7.3 Application for FT-1000 CPU

FT-1000 CPU is a key component in TH-1A supercomputer system [40]. It adopts the parallel system on chip multi-core architecture. Eight multi-thread cores, each with a private cache hierarchy (L1 Cache), are integrated on the chip. The eight cores share a large capacity multi-bank L2 Cache, and communication between cores is achieved through Cache Crossbar. Cache Ordering Unit (COU) is responsible for cache coherence and memory ordering. L2 Cache can access the off-chip high speed DDR3 DRAM via memory controller units (MCU). The inter-chip direct connect interface supports cache coherence packet and large block data transfer packet, and can be used for connecting 2–4 processors directly to build large scale tightly-coupled shared-memory systems. This chip provides efficient I/O access by integrated PCIE 2.0 standard interface. Figure 12 illustrates the architecture of FT-1000 CPU.

Fig. 12
figure 12

Architecture of FT-1000 CPU

In FT-1000 based SMP systems, a two-level hierarchical coherence protocol is designed to provide the coherent view of shared data items for programmers. The first level is the chip-level protocol used to keep multiple copies of the data among eight L1 caches consistent. The second level is the inter-chip protocol, used to maintain the L2 caches coherence among different chips. Both levels of this protocol are based on the standard three-state (unowned, shared, exclusive) invalidation-based directory-based cache coherence protocol with some extensions. This hierarchical protocol is more complicated, with more corner cases and bigger state space than non-hierarchical protocols, as we can see, it has eight instances of chip-level protocol and at most four instances of inter-chip protocol running concurrently. So it seems obvious that such hierarchical protocols cannot be checked by current model checkers, e.g., Murphi, NuSMV. During the development of FT-1000 CPU, we applied TDA to reduce the state space of chip-level protocol, and checked several safety properties using NuSMV. Then, FT-1000 CPU is regarded as a single-core processor and the verification of the inter-chip protocol is simplified. We claimed the correctness of the original protocol by verifying the second level protocol. Some chip-level experimental results are given in Table 2, where UNS1 and UNS2 are the same as those of Synapse N+1.
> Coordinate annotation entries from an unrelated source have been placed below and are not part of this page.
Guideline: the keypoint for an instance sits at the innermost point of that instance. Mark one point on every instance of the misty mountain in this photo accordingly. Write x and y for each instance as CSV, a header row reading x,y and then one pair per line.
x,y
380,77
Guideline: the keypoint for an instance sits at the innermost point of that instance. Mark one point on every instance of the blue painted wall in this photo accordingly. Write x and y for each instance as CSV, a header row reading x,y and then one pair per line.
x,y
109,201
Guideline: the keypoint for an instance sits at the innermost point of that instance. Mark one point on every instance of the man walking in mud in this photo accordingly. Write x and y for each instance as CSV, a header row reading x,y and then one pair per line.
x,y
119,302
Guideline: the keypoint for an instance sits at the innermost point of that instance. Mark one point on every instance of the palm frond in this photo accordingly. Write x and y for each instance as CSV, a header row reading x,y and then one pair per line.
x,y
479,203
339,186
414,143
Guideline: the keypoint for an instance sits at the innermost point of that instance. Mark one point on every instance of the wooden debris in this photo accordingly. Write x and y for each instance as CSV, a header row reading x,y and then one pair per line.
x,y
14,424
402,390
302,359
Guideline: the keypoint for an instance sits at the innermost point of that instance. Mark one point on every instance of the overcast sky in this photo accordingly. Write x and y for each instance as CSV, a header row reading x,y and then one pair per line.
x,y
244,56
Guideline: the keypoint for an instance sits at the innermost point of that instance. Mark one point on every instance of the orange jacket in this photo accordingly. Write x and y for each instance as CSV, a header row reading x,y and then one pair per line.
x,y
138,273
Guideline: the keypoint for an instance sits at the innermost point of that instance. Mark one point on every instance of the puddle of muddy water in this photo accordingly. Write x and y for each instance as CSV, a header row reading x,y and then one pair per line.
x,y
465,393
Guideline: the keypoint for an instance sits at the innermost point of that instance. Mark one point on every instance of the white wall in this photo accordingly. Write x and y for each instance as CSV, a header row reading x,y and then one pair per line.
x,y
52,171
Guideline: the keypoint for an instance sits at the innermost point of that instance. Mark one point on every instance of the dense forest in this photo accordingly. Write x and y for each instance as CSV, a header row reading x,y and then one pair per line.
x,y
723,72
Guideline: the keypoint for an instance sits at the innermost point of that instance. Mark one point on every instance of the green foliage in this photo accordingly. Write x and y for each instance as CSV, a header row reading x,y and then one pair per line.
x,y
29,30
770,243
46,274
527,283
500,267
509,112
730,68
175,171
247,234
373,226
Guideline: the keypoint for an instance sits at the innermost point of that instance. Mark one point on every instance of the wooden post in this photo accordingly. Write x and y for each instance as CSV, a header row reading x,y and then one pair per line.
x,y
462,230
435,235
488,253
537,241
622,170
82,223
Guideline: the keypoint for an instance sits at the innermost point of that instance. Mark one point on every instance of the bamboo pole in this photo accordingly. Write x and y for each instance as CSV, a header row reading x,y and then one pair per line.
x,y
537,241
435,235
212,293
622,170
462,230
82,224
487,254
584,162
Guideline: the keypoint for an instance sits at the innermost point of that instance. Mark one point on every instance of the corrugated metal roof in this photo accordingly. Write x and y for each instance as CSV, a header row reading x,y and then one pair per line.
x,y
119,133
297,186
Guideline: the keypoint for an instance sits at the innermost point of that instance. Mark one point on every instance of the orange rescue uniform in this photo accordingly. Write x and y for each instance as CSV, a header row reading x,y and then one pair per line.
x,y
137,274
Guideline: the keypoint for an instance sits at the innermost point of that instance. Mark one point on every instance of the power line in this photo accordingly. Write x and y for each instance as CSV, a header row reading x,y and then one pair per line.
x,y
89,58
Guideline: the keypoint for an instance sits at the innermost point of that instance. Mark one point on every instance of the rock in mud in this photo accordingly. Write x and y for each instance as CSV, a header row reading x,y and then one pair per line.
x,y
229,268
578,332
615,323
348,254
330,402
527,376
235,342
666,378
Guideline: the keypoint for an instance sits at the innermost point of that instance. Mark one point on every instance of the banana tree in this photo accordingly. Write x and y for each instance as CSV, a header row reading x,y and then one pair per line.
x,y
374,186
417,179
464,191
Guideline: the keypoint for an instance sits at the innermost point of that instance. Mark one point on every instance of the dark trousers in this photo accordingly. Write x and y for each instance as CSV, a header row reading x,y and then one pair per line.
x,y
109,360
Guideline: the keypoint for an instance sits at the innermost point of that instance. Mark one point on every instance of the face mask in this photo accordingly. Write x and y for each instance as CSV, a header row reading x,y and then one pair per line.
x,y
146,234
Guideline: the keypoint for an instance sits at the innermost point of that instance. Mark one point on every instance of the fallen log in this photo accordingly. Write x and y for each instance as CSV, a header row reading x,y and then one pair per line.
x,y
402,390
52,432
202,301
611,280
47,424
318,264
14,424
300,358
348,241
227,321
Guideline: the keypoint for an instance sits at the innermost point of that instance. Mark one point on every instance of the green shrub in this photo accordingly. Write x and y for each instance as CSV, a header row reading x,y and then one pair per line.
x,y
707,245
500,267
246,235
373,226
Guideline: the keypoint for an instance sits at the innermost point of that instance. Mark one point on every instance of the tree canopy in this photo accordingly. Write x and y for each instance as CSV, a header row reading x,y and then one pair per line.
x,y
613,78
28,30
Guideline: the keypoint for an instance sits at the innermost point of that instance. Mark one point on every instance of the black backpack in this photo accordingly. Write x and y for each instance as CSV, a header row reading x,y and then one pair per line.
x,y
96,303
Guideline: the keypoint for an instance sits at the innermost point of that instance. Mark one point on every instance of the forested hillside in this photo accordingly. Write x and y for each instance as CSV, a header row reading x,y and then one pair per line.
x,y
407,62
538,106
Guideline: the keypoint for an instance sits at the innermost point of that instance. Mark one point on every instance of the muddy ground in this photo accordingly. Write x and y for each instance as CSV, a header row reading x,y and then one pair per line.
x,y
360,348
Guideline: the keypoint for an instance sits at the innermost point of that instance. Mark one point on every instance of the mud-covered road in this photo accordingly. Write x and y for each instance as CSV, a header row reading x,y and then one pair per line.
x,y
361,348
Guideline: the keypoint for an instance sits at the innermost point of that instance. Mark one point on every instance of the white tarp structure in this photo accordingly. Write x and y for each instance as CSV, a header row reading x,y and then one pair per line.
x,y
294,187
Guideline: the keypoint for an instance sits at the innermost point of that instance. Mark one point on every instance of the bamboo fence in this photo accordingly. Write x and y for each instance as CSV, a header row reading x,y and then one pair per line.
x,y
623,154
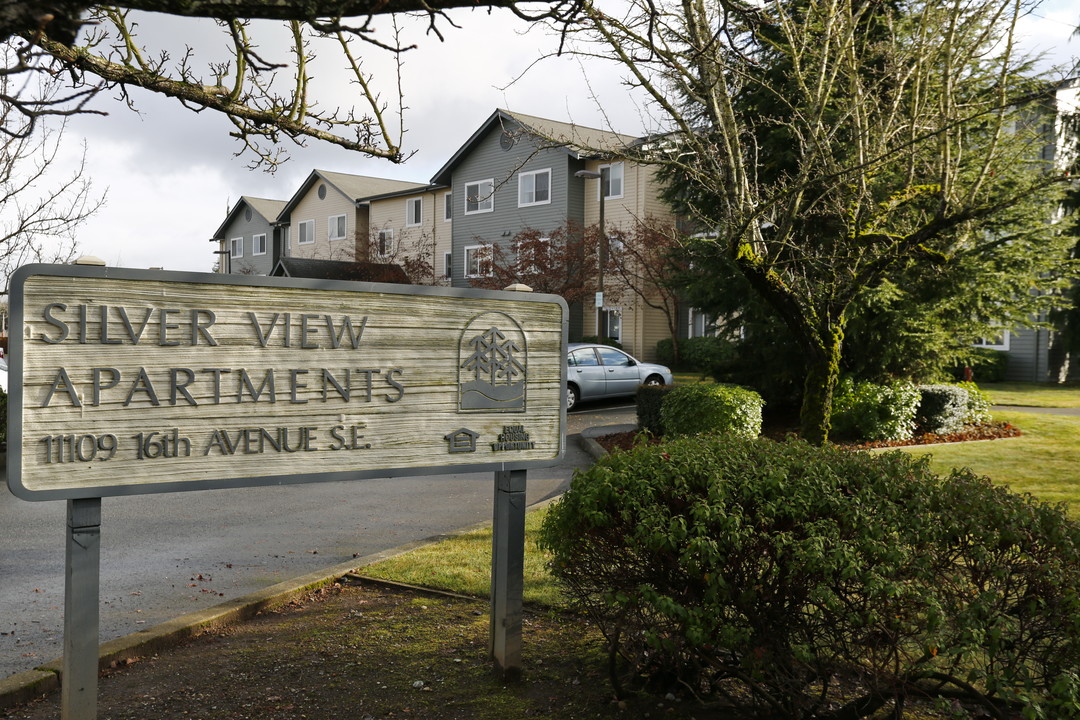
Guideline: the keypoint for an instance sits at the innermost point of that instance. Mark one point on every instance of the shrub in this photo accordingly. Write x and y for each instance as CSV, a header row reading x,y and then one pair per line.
x,y
979,404
942,409
665,352
867,411
795,582
611,342
707,407
649,401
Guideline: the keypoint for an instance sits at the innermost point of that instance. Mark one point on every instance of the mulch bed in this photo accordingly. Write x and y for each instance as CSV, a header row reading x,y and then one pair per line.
x,y
990,431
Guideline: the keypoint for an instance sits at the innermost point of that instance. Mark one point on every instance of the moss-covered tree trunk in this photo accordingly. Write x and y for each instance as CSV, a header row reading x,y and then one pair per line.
x,y
823,370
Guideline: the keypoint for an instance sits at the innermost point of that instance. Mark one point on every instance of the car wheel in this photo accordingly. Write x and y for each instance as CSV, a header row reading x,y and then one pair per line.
x,y
571,396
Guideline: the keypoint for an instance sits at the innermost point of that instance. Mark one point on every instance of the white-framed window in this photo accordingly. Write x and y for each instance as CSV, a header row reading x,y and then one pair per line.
x,y
477,261
996,342
615,176
336,228
305,232
414,212
480,197
534,188
385,244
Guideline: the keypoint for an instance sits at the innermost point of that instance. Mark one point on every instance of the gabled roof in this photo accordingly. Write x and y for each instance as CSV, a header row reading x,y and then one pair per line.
x,y
369,272
356,188
267,208
578,140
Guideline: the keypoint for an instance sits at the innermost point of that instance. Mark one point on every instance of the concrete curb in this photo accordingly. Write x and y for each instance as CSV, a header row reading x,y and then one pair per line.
x,y
30,684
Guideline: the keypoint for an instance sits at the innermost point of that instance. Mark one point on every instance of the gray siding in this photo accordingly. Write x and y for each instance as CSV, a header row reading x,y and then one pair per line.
x,y
242,227
490,161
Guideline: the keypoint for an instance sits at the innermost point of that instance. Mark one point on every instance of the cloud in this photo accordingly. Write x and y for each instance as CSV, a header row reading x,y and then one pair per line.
x,y
172,173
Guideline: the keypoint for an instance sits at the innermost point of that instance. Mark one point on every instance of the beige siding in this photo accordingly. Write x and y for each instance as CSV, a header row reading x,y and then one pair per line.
x,y
643,326
311,207
639,199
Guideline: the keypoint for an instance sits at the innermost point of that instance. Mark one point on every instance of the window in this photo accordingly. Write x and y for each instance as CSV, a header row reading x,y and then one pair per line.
x,y
385,245
480,197
335,227
534,188
477,261
699,325
611,356
585,356
613,186
306,232
414,212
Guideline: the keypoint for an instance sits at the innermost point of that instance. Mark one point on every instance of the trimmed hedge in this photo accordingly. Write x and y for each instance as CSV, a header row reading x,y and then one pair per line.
x,y
785,581
707,407
943,409
864,410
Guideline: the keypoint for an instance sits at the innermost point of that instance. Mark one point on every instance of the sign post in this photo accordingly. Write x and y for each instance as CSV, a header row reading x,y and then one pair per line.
x,y
130,382
81,611
508,571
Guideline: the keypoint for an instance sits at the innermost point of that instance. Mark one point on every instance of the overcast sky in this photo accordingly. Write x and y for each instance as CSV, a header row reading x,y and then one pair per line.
x,y
171,175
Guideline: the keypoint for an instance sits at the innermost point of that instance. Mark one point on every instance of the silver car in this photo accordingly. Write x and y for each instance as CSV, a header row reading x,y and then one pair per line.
x,y
595,371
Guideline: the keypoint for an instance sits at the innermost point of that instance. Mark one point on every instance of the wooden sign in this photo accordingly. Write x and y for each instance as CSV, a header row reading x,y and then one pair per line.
x,y
126,381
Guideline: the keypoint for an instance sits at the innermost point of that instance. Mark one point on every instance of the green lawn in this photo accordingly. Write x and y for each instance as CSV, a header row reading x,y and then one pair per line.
x,y
1033,394
1044,461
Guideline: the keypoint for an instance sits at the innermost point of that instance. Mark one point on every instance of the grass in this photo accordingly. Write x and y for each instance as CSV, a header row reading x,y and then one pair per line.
x,y
1033,394
462,565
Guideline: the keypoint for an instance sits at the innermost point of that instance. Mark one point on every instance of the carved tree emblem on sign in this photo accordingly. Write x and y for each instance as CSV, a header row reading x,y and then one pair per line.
x,y
491,371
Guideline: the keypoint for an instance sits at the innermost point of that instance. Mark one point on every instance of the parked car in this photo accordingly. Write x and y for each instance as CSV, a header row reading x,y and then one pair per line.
x,y
594,371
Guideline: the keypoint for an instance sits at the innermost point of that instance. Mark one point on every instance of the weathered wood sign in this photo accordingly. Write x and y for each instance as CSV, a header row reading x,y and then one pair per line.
x,y
126,381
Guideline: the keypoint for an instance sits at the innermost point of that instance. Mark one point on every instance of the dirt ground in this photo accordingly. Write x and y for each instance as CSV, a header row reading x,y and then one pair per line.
x,y
366,652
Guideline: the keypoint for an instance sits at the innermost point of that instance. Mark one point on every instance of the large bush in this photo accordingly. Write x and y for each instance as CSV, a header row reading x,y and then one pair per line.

Table 2 Experimental results of FT-1000 chip-level protocol

8 Conclusions

The verification of cache coherence in general is known to be NP-hard. In the age of exascale computing, scalability is emerging as one of the key components in parallel computing [41]. Scalable multi-core multi-processor architectures are inevitable. More and more complex processes and unbounded system parameter result in the state explosion during the verification of parameterized cache coherence protocols. A generic abstraction method for parameterized systems, two-dimensional abstraction (TDA), has been put forward in this paper. The novelty of our approach lies in that it analyzes in depth the intrinsic factors affecting the size of state space, and reduces the state space in two dimensions, thus a much smaller abstract model is produced. Compared with traditional approaches, our approach can effectively reduce the verification complexity and greatly scale the verification capabilities. We give complete soundness and completeness proofs for our method. We have demonstrated the benefits of our approach on several coherence protocols with realistic features.

Our future work is to integrate TDA with model-checking tools and check the advanced cache coherence protocol hierarchically organized for a next generation supercomputer. We also plan to investigate combining TDA with CMP method in the future.